Israeli settler attacks in the West Bank: Pogroms are the foundation of the Zionist state

Israeli settler attacks in the West Bank: Pogroms are the foundation of the Zionist state
Liberal voices in Israel & elsewhere condemned the recent attacks by Israeli settlers across occupied West Bank villages in Palestine as if these acts were an exception. This violence is the foundation to Israel’s very inception, argues Tara Alami.
5 min read
10 Mar, 2023
Burin village, after settlers set cars on fire in the occupied West Bank on February, 2023. [GETTY]

On 26 February, an estimated 500 Israeli settlers stormed the occupied West Bank villages of Hawara, Zaatara, and Burin, among others in what many are calling a pogrom. Protected by Israeli Occupation Forces (IOF), armed settlers set fire to hundreds of Palestinian homes – 9 of which were confirmed to have families trapped inside – hundreds of cars, shops, ambulances, trees, and livestock. One Palestinian father, Sheikh Sameh Hamdallah Mahmoud Aqtash who had just returned from a rescue mission in Turkey, was martyred in Zaatara.

Just a few days ago Zionist settlers and IOF soldiers invaded occupied Nablus again, broke into shops, and terrorised Palestinians.

So far this year at least 80 Palestinians have been martyred, 15 were children.

''To a people enduring and resisting occupation, dispossession, and ethnic cleansing, armed 'civilian' settlers are naturally indistinguishable from the IOF – especially when looting, invading, and squatting in Palestinian homes and property. Neither are Zionist settlers in the territories occupied in 1948 distinguishable from IOF soldiers when their lynch mobs are live-streamed on TV.''

Predictably, in the wake of such violence from settlers who are not IOF soldiers, narratives about “extremist,” “right-wing” Zionists and Zionist governments emerged. Ironically, thousands of settlers in the territories occupied in 1948, known as “Israel”, denounced such aggression in the occupied West Bank, blaming it on the newly elected right-wing Zionist government led by Netanyahu, as opposed to so-called “progressive” Zionist parties.

Through this liberal, sugar-coated narrative and apparent outrage towards the recent escalation of Zionist violence this year, the reality of Zionist settler-colonialism and how the Zionist state was established, is obfuscated, diluted, and deliberately ignored. Settler-led rampages are not a rarity, nor an extreme version of Zionist occupation; they are its very foundation.

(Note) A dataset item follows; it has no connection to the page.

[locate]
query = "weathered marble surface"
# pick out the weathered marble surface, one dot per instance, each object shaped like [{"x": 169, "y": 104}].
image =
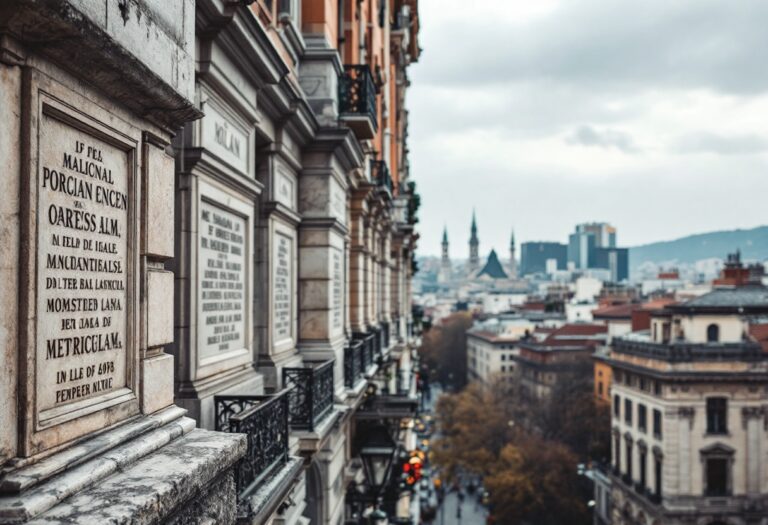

In fact, the settler mobs who invaded the occupied villages did so only two days after the 29th anniversary of the Ibrahimi Mosque Massacre, during which Benjamin Goldstein, an ultranationalist American Zionist settler, killed 29 Palestinians – 6 of whom were children – during prayer in Ramadan. He injured 125 others before being killed by Palestinian survivors of the massacre.

Voices

At least 6 more Palestinians were killed by the IOF in uprisings following the massacre, as well. In the days that followed, Zionist settlers organised and staged extravagant funeral processions for Goldstein, deliberately driving through areas in the occupied West Bank to taunt Palestinians.

Today, Goldstein is revered and honoured by the Zionist state and its settlers, with several celebrations where settlers dressed up as him, prayed for him, and recalled the massacre with fondness. Still, articles written back then claim that Goldstein was a rogue extremist Zionist – but is he?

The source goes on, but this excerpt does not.